I could not live on your money, Carley. My people are poor, as you
know. So there was nothing for me to do but to borrow a little money
from my friends and to come West. I'm glad I had the courage to come.
What this West is I'll never try to tell you, because, loving the luxury
and excitement and glitter of the city as you do, you'd think I was
crazy.
Getting on here, in my condition, was as hard as trench life. But now,
Carley--something has come to me out of the West. That, too, I am
unable to put into words. Maybe I can give you an inkling of it. I'm
strong enough to chop wood all day. No man or woman passes my
cabin in a month. But I am never lonely. I love these vast red canyon
walls towering above me. And the silence is so sweet. Think of the
hellish din that filled my ears. Even now--sometimes, the brook here
changes its babbling murmur to the roar of war. I never understood
anything of the meaning of nature until I lived under these looming
stone walls and whispering pines.
So, Carley, try to understand me, or at least be kind. You know they
came very near writing, "Gone west!" after my name, and considering
that, this "Out West" signifies for me a very fortunate difference. A
tremendous difference! For the present I'll let well enough alone.

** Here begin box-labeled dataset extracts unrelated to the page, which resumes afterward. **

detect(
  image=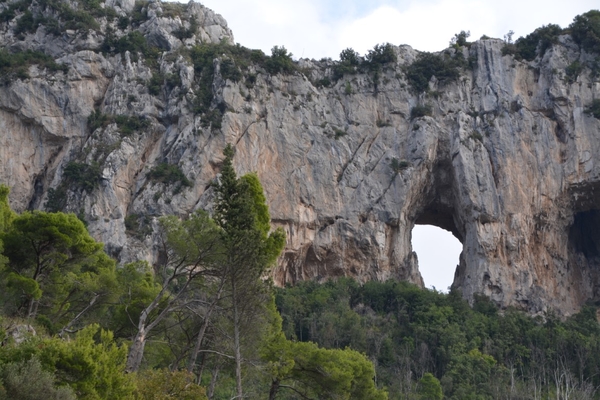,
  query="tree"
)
[0,324,134,400]
[450,31,471,48]
[127,211,222,372]
[136,369,207,400]
[0,357,77,400]
[418,372,444,400]
[214,144,285,398]
[265,46,295,74]
[0,211,116,330]
[569,10,600,53]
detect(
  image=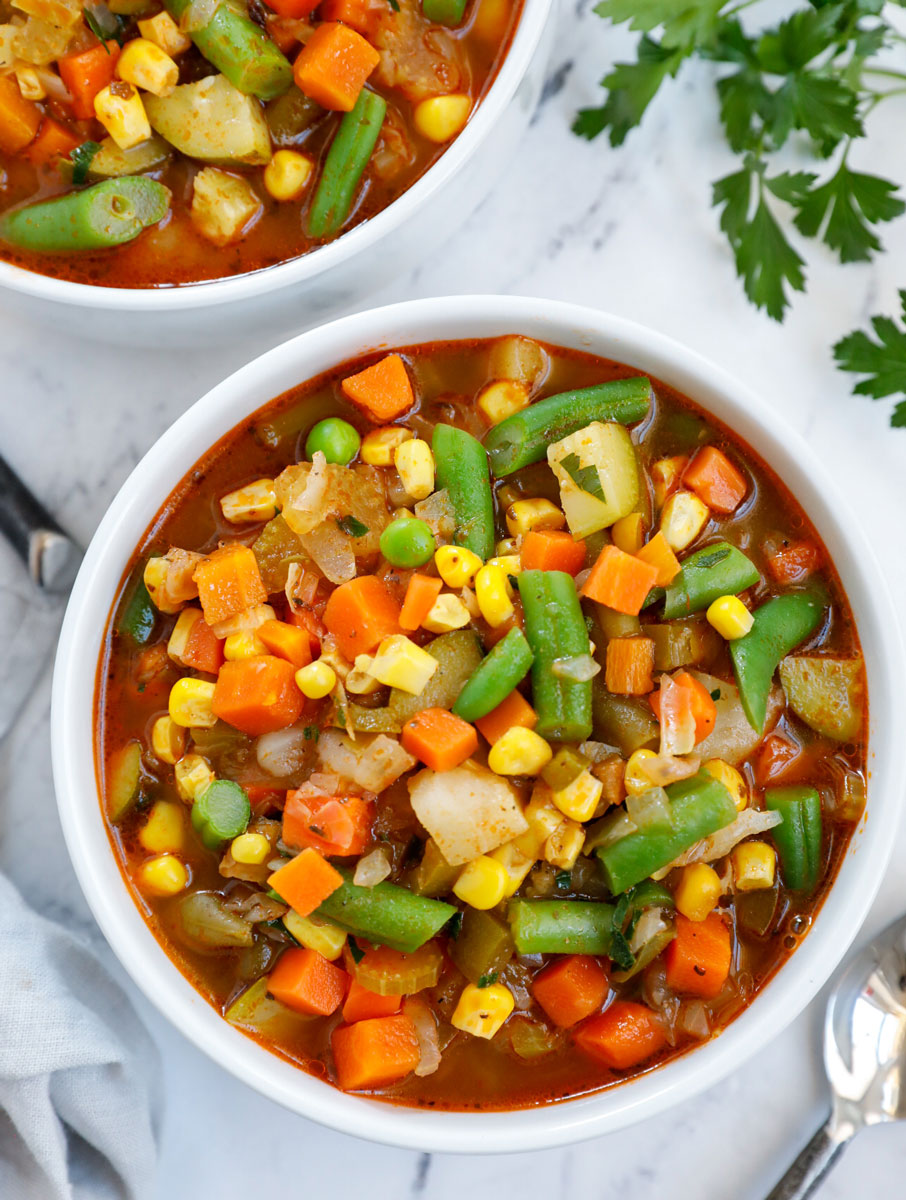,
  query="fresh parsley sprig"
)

Adios. Write soon. Love from

GLEN
Carley's second reaction to the letter was a sudden upflashing desire to
see her lover--to go out West and find him. Impulses with her were
rather rare and inhibited, but this one made her tremble. If Glenn was
well again he must have vastly changed from the moody, stone-faced,
and haunted-eyed man who had so worried and distressed her. He had
embarrassed her, too, for sometimes, in her home, meeting young men
there who had not gone into the service, he had seemed to retreat into
himself, singularly aloof, as if his world was not theirs.
Again, with eager eyes and quivering lips, she read the letter. It
contained words that lifted her heart. Her starved love greedily
absorbed them. In them she had excuse for any resolve that might bring
Glenn closer to her. And she pondered over this longing to go to him.